Szkoła była świetną zabawą! W mojej szkole było mnóstwo zwierząt, od krokodyli po szopy. Trafiłam do najlepszej klasy, a moi koledzy z klasy stali się moimi najlepszymi przyjaciółmi. Wszyscy byli bardzo gościnni i integracyjni, a w szkole nauczyłam sięhiszpańskiego. Chodziłam do szkoły publicznej, a poziom edukacji nie był zbyt wysoki, ale wystarczył, aby nauczyć się języka, dużo o kraju i ludziach, którzy tam mieszkają.
W wolnym czasie próbowałam wielu zajęć, takich jak pływanie i Tae Bo. Pomagałam również moim rodzicom goszczącym w opiece nad dziećmi i spędzałam dużo czasu z rodziną. Czasami chodziłam do domu mojego przyjaciela, aby się uczyć, ponieważ byliśmy prawie sąsiadami.
Dla mnie bardzo łatwo było zdobyć przyjaciół. Miałam szczęście, że trafiłam do świetnej klasy, a moi koledzy byli bardzo integracyjni. Nawiązanie głębszych relacji było trochę trudne ze względu na barierę językową. Ale po kilku miesiącach wszystko stało się łatwiejsze i nigdy nie miałem prawdziwych problemów z nawiązywaniem znajomości.
Największym wyzwaniem był dla mnie język, ale stopniowo uczyłam się hiszpańskiego. Moja rodzina goszcząca i przyjaciele nie znali angielskiego, co "zmusiło" mnie do nauki języka, ponieważ nie było innej opcji. Jestem bardzo dumna z tego, że nauczyłam się języka w ciągu 10 miesięcy, a teraz mój hiszpański jest lepszy niż mój angielski.
Najlepszą rzeczą w moim roku wymiany było rozwijanie się jako osoba i poznawanie świata w nowy sposób.

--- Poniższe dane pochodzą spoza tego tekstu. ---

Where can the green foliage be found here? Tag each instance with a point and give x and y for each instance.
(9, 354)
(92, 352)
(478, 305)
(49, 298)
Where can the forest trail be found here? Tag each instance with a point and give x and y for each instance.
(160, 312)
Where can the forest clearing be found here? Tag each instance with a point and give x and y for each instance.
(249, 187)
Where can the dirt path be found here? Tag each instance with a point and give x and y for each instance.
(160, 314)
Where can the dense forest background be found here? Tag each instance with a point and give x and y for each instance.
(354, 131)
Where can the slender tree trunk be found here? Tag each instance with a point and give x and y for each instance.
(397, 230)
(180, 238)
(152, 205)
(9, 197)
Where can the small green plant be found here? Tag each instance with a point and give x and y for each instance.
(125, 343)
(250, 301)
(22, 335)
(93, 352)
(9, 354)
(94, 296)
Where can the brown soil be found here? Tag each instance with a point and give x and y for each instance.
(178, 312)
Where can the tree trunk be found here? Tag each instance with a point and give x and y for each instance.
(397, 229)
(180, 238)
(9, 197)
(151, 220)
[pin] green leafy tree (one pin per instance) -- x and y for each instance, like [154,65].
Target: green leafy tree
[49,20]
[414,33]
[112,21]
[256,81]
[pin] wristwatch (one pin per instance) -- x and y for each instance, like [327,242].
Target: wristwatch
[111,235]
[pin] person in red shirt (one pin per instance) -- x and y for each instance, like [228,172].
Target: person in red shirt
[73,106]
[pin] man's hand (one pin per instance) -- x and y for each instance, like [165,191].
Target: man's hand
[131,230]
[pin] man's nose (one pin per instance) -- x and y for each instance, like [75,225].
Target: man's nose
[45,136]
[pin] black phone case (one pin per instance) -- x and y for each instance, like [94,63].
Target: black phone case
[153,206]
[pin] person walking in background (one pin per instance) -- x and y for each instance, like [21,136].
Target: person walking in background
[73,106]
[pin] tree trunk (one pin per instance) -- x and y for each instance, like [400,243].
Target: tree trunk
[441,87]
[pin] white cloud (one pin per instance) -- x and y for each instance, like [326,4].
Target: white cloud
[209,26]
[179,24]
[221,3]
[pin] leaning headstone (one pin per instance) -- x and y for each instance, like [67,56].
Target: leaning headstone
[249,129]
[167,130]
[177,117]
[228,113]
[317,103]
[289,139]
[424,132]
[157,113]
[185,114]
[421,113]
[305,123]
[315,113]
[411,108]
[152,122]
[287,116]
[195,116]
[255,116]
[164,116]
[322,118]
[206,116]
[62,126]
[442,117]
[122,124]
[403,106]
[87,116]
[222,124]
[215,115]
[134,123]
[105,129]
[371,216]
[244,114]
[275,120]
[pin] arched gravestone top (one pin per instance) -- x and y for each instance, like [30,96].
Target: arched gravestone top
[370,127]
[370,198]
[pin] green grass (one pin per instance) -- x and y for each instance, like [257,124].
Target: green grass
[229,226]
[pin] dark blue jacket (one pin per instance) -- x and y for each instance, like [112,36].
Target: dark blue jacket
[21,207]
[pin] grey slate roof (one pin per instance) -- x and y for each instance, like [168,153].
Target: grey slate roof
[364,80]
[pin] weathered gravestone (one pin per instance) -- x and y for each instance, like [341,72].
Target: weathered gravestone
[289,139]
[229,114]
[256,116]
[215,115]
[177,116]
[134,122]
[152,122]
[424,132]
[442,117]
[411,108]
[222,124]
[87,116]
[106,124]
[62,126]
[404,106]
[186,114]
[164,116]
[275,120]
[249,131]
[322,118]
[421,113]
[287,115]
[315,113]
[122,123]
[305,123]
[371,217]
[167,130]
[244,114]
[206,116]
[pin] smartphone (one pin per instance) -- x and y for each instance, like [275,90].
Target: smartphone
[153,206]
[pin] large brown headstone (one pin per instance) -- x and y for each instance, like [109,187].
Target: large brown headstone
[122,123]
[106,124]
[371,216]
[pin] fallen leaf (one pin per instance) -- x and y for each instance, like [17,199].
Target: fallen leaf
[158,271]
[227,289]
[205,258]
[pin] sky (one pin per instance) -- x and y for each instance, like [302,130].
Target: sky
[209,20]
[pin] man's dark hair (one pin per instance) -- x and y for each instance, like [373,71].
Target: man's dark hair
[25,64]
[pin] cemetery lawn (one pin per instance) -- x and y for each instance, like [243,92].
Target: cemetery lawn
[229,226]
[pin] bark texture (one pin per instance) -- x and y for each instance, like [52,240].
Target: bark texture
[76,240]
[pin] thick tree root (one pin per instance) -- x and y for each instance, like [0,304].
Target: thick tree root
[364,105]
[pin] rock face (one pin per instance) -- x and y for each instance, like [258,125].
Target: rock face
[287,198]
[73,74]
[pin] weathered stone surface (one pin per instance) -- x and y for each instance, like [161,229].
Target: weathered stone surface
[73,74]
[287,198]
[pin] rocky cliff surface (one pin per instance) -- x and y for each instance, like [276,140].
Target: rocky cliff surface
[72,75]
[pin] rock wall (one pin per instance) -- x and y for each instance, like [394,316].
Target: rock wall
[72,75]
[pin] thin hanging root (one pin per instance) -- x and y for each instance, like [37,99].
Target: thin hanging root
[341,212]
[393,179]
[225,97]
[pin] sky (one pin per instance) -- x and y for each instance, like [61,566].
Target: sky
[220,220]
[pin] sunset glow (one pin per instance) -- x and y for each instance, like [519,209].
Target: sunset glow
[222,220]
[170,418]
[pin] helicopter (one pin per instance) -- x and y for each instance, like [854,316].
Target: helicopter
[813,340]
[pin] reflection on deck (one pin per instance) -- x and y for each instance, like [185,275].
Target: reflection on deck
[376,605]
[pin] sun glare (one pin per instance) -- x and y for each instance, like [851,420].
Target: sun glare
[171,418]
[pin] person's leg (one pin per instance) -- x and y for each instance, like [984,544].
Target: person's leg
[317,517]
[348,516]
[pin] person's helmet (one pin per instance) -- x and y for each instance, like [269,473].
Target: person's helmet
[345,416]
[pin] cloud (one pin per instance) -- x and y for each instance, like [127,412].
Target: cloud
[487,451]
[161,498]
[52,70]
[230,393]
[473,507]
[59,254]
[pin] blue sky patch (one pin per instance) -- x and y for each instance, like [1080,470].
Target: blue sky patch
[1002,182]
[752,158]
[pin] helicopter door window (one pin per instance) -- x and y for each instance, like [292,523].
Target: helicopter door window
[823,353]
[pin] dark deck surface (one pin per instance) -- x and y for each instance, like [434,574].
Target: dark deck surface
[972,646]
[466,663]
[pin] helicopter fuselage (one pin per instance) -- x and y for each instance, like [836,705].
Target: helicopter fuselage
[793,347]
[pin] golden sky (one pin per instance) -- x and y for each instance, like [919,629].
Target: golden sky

Moim najlepszym wspomnieniem była pierwsza wycieczka z innymi studentami z wymiany. Pojechaliśmy do Ostional w Guanacaste, jednej z najpiękniejszych części kraju. Obudziliśmy się o 4 nad ranem, aby zobaczyć małe żółwie wchodzące do morza. To była najlepsza wycieczka w moim życiu.
Moją główną nauką jest język i to, że ludzie są różni i to jest w porządku. Może być trudno dyskutować z ludźmi, zwłaszcza ze starszym pokoleniem, które ma tendencję do bycia bardziej tradycyjnym i nie chce słyszeć innych opinii. Nauczyłam się, że nie jest konieczne dyskutowanie ze wszystkimi, że nie każdy chce zobaczyć twój punkt widzenia i że jest to w porządku.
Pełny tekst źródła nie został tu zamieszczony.